When Jefferson wrote the preamble, it was largely an afterthought. Why is it so important today? It captured perfectly the essence of the ideals that would eventually define the United States. “We hold these truths to be self-evident, that all men are created equal,” Jefferson began, in one of the most famous sentences in the English language. How could Jefferson write this at a time that he and other Founders who signed the Declaration owned slaves? The document was an expression of an ideal. In his personal conduct, Jefferson violated it. But the ideal— “that all men are created equal”—came to take on a life of its own and is now considered the most perfect embodiment of the American creed.

Although the American Colonies had declared independence, they were not yet united as a nation.  America needed a document to establish our place in the world and to solidify those things that would birth this nation.  The assignment to write the Constitution fell to James Madison.  His work was presented to the Constitutional Convention and was signed September 17, 1787.

However, some of the colonies and some of those present in New York for the Constitutional Convention did not sign.  There were genuine fears that the document did not have enough limitations to prohibit government’s power to walk over the rights of the citizens.

Out of that concern, Madison wrote the first 10 amendments to the Constitution comprising the Bill of Rights. The Bill of Rights lists specific prohibitions on governmental power, in response to calls from several states for greater constitutional protection for individual liberties.  The first ten amendments protect basic freedoms; especially of the minority groups.
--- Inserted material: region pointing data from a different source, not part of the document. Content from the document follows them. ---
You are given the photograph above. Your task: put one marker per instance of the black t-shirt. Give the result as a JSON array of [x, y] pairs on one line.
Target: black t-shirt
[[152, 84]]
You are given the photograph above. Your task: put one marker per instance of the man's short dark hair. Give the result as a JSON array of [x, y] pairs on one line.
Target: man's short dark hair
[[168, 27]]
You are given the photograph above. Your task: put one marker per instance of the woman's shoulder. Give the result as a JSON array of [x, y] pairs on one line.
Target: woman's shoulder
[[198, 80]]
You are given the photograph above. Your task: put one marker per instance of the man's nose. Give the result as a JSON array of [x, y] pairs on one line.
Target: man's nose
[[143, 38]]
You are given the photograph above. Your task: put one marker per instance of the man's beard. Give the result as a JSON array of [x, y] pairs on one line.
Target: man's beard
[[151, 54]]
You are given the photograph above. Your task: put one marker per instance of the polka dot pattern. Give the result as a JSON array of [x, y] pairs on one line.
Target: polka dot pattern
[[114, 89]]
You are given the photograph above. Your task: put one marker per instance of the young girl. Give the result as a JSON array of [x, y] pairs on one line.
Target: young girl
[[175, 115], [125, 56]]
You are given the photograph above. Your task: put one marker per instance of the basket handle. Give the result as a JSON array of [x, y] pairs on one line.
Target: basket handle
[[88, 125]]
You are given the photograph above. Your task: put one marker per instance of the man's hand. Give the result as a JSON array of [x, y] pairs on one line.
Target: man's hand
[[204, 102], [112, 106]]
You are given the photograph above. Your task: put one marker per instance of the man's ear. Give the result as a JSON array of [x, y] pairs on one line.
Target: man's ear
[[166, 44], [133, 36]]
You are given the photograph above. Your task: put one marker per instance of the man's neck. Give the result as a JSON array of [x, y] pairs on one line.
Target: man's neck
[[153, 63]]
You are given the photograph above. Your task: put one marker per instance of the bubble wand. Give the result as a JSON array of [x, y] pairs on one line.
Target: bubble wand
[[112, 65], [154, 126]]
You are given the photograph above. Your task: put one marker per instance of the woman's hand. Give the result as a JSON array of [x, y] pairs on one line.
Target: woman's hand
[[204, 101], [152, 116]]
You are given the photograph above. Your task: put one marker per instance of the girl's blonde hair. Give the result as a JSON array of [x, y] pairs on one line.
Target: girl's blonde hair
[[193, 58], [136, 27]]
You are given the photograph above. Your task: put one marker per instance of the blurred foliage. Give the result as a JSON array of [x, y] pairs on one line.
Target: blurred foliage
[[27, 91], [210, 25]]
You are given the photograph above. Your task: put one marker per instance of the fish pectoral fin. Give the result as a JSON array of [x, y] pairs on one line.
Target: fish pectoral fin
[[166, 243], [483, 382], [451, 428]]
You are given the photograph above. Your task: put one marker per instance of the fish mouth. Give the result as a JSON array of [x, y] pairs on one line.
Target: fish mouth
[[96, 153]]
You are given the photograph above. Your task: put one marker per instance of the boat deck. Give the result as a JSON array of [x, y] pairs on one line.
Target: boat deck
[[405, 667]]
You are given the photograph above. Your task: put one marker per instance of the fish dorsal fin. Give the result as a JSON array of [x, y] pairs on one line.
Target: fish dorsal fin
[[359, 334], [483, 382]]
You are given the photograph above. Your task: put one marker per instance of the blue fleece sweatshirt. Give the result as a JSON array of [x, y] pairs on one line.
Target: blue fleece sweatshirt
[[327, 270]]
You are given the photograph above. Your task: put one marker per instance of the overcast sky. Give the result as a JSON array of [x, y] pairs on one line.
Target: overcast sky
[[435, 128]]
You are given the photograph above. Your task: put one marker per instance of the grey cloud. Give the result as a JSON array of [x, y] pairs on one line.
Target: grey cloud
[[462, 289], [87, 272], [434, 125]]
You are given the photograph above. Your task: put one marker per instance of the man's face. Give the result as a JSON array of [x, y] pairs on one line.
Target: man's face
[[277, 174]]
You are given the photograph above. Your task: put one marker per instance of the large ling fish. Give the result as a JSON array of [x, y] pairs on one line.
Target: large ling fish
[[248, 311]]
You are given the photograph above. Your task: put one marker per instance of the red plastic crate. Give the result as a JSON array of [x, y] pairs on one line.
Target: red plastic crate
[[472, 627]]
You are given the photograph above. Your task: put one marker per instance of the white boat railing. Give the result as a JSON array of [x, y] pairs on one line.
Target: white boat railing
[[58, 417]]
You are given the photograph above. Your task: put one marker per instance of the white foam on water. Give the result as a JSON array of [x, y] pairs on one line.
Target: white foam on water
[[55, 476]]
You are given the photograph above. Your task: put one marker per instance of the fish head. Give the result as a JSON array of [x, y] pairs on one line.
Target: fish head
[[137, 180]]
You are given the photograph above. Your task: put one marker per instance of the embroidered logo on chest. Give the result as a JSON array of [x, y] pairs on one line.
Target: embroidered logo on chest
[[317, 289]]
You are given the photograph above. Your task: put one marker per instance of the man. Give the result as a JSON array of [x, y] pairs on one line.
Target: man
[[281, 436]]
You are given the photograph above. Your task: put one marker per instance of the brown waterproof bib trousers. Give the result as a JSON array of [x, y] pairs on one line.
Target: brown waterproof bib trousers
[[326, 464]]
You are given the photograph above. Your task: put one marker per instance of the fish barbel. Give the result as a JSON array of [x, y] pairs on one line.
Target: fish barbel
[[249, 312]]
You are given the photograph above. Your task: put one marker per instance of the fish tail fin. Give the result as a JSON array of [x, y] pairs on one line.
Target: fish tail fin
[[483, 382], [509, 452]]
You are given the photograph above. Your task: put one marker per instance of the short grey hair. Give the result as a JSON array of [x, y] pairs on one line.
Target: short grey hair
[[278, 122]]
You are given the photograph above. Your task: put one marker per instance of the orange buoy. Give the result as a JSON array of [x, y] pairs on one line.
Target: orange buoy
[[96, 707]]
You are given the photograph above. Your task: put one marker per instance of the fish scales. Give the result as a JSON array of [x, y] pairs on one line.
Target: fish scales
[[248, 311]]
It was added to the Constitution to protect the people from the national government’s exercising too much power.

The Bill of Rights was signed December 15, 1791.

The first amendment contains five areas that are referred to as our basic freedoms:  Freedom of Religion, Speech, Press, Peaceful Assembly, and to Petition the Government for a Redress of Grievances.  The Second Amendment states that Americans have the right to bear arms.  Ironically, Madison, who penned this cornerstone of our freedoms, lived the longest of all the Founding Fathers.  He died at the age of eighty-five in June, 1836.